Then finally, after life has lost meaning and purpose, when there is nothing left to live for, comes the killing of the firstborn sons of Egypt. Picture the parents: beaten into submission, emaciated, covered in boils, not knowing how many more plagues there might be. They may have felt that death was a mercy, wishing that their child’s escape had come sooner.
Even down the generations, we shrink from the tenth plague. To assuage our conscience or God’s, we blame the Pharaoh: it was his oppressive regime that stirred God’s wrath; it was his stubbornness that brought the plagues as punishment; it was his recalcitrance that brought the tenth plague; it was his diabolical plan for the sons of Israel that God turned against the sons of Egypt. Positively rumsfeldian. At most, this could justify punishing the Pharaoh alone: not his son, not an entire nation.

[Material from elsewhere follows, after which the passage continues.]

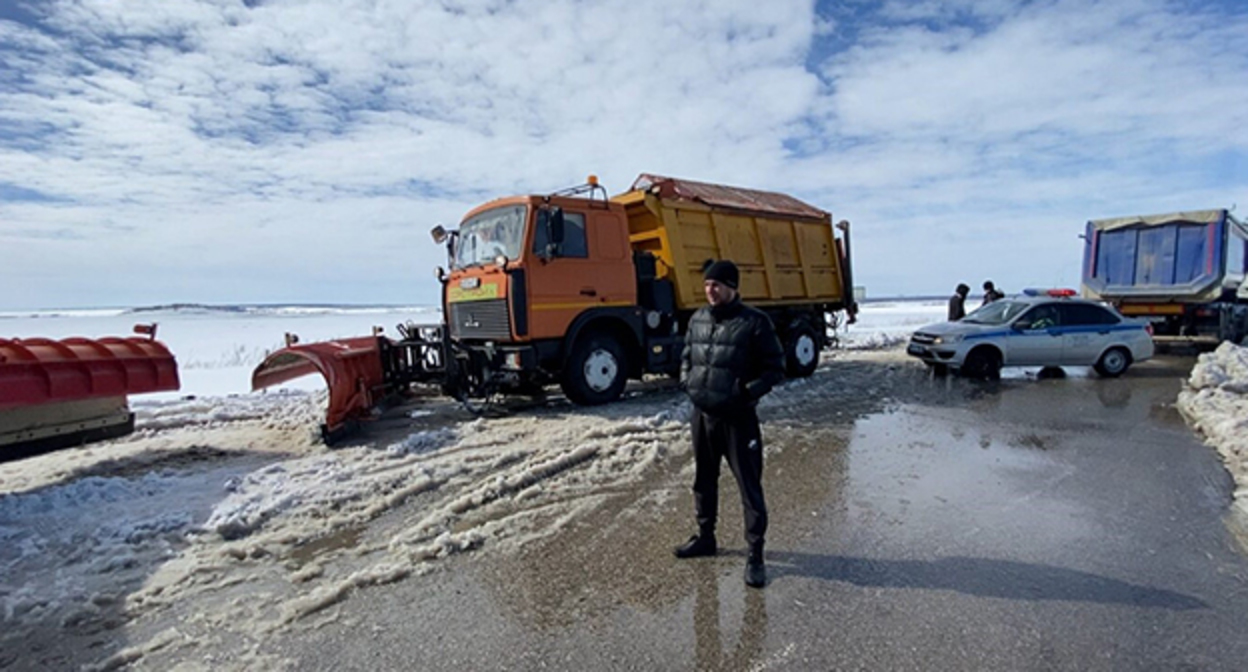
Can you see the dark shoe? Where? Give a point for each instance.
(755, 573)
(697, 546)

Sure this is horrible by today’s standards, we might protest, but in that era, whole peoples would be routinely put to the sword for no crime at all. It was standard practice in the ancient Mediterranean: “Carthage must be destroyed!” By that standard, killing only the firstborn is merciful. The lure of temporal relativism is strong. But the issue is not whether contemporary observers would be baffled by collective punishment; it is whether we today should celebrate the freedom thereby gained.
Or we might suggest: the people of Egypt – “good Germans” of their day – were complicit; they lived off the spoils of enslavement and oppression. The wealth of the rich was built on the poverty of the poor. And then, gaining confidence in this narrative as it rolls off the tongue, conveniently linking our vanquished oppressors across the millennia, we would insist that those who are complicit in structural injustice are morally accountable.
This is surely true. And yet infants, toddlers, young children were not yet complicit. It remains a heinous crime against an innocent population. And anyway, even the fully grown firstborns were, for the most part, merely complicit, and complicity is not culpability. Complicity is wrongful, but is not criminal; it does not merit punishment, still less execution. There can be no justification, nor even any excuse, for any of the plagues: for the tenth or the first or any in between. What kind of a God could do such a thing? What kind of people worship such a God?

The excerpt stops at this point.